Startups Roadmaps

Do Startups Need a Roadmap?

It is essential to be able to steer the resources and efforts of the organization in the right direction when looking to bring our startup ideas to life. This is one thing that product roadmaps can greatly help with. Surprisingly though, some think that startups need not bother with roadmaps. They might consider them as limiting or a waste of precious time. But does it really save time overall, to not think a couple steps ahead?

The Danger of Not Having a Roadmap

Startups do themselves a great disservice by going without a roadmap of any sort. While it is important to stay nimble and perhaps not over-plan the unknowable of an early-stage product, it is also important to look a couple steps ahead, and anticipate while may be true, given certain assumptions. 

In the absence of a clear focus, the team becomes easily distracted. We can become carried away with almost every new feature – the “shiny new object” phenomenon. The lack of a product roadmap makes it difficult to tell whether a new feature ties into our strategic objectives or not. We also become vulnerable to the whims of various ideologies – one person might the product should be A while another thinks B.  Engineering wants to re-architect – without a clear north star and plan to get there, you will end up doing a potpourri of all of these things.

If we work in a startup that chooses to do without a roadmap, it can become harder to tell what feature requests to say “Yes” or “No” to, since there is no clear plan (or vision) to defend. This can make us more vulnerable to influential customers. For instance, if a major well-paying customer requests for a feature, we might not be able to critically assess such a request before giving in.

Importance of a Startup Product Roadmap

One can easily deduce from the foregoing a key benefit we get from a roadmap is focus. The document helps us to make clear the vision and direction of our product.
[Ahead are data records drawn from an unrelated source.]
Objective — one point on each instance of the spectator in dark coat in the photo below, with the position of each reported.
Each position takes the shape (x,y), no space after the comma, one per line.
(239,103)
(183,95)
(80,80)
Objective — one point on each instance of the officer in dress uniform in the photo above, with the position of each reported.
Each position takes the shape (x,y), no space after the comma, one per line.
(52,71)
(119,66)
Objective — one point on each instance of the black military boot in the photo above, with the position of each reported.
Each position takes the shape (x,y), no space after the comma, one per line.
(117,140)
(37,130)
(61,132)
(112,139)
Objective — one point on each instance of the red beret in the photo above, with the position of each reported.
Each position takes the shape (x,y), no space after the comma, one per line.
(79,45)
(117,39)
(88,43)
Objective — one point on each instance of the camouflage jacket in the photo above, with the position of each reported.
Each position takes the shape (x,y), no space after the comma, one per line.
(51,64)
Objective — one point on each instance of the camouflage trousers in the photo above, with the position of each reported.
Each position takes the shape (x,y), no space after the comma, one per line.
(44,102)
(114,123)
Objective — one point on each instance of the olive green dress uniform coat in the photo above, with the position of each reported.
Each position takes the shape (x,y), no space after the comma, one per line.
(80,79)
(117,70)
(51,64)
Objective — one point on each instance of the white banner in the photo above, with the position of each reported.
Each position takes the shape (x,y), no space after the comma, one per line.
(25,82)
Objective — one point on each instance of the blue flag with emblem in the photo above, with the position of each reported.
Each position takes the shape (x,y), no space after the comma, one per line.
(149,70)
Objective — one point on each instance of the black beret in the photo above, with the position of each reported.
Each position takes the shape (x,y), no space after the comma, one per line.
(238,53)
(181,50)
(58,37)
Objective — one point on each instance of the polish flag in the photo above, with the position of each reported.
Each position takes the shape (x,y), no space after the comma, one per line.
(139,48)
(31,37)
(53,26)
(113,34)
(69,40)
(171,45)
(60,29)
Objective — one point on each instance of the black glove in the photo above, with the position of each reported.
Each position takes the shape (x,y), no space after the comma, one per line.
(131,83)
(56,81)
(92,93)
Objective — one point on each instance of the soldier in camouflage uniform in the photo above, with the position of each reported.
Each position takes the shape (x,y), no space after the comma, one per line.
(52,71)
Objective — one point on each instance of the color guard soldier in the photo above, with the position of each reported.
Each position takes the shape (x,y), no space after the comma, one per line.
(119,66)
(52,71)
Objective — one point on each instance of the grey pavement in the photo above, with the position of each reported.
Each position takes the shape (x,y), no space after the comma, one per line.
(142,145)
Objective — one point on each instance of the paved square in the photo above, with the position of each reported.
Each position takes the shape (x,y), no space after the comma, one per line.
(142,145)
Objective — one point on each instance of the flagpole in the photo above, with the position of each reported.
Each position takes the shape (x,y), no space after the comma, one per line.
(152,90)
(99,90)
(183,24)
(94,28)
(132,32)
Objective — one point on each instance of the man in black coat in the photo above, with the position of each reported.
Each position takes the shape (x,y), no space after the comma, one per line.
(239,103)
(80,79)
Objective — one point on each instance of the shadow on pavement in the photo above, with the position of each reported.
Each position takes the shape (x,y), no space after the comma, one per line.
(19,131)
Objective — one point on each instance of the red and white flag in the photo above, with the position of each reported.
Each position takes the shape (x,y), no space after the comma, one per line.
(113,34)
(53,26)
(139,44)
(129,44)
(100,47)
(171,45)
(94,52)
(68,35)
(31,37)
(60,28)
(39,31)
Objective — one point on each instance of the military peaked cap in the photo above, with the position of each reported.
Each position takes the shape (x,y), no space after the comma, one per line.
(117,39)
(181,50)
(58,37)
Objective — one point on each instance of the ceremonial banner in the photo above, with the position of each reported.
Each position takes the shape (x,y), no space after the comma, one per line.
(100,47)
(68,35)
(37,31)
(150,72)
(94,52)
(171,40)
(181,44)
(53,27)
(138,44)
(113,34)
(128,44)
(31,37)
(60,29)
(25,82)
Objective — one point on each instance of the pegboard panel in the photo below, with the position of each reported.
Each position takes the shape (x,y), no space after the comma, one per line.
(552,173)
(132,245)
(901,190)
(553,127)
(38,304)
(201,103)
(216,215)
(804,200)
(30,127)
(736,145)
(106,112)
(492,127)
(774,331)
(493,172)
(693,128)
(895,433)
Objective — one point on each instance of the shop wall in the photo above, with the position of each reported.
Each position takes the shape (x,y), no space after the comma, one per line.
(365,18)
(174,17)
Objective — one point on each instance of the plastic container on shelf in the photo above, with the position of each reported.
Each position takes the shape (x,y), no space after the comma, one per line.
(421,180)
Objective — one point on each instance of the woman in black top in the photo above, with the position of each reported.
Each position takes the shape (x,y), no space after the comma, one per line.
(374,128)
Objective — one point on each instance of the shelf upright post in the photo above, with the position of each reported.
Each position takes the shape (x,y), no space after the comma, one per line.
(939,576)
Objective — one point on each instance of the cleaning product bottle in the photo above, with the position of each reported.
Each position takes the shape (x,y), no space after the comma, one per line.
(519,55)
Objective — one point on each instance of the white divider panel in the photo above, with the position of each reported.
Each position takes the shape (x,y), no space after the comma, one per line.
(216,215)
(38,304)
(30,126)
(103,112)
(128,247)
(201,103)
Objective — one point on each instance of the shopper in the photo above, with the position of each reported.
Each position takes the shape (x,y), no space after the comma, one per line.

It provides a point of reference that we can quickly turn to if we are going off track. If it’s difficult to see any other benefits for having a product roadmap, that of promoting focus suffices. A lot could go wrong when work isn’t done strategically. The team should have something that helps it to make meaning out of the work that is to be done.

A product roadmap is useful for determining what matters most. There will often be a lot of things calling for our attention. It is up to us to try and figure out what’s more important. But how do we do that? The roadmap is what forms the basis of what is important. It determines priorities. The relevance of any work depends on what it contributes to our strategic plan. What then happens when a startup doesn’t even have such a plan? Team members easily get distracted by shiny new objects and this is capable of causing the young company to fail.

What’s a Startup Product Roadmap Like?

The roadmap of a startup will be unlike that of a mature product.  Because finding product-market fit is paramount for a startup, it is necessary to do a lot of exploration, before building a lot of features and before created optimized systems.  That means, the roadmap needs to be a lot more broad-stroke to allow for such explorations.  And so whereas a mature product may have a precise timeline for delivering various features so the cross-functional teams can align, the startup roadmap tends to focus on broad themes and coarse timeframes instead.

Startups are also likely to plan for a shorter time horizon.  You might see a Kanban style roadmap for example (Now, Next, Later) that only plans for the next 6 months rather than a 12-18 month horizon. A roadmap with a short time frame makes it easier for a startup to ship quicker. It enables fast feedback to help us quickly spot issues and adjust our priorities.  Startups don’t have the luxury of resources to delay for too long before shipping.

In summary, even startups need a roadmap and need to think a few steps ahead – its just less precise and a shorter-time horizon, reflecting the early stage and all of the discovery that still needs to be done, which could lead to pivots or refinements in the vision, along the way to product market fit.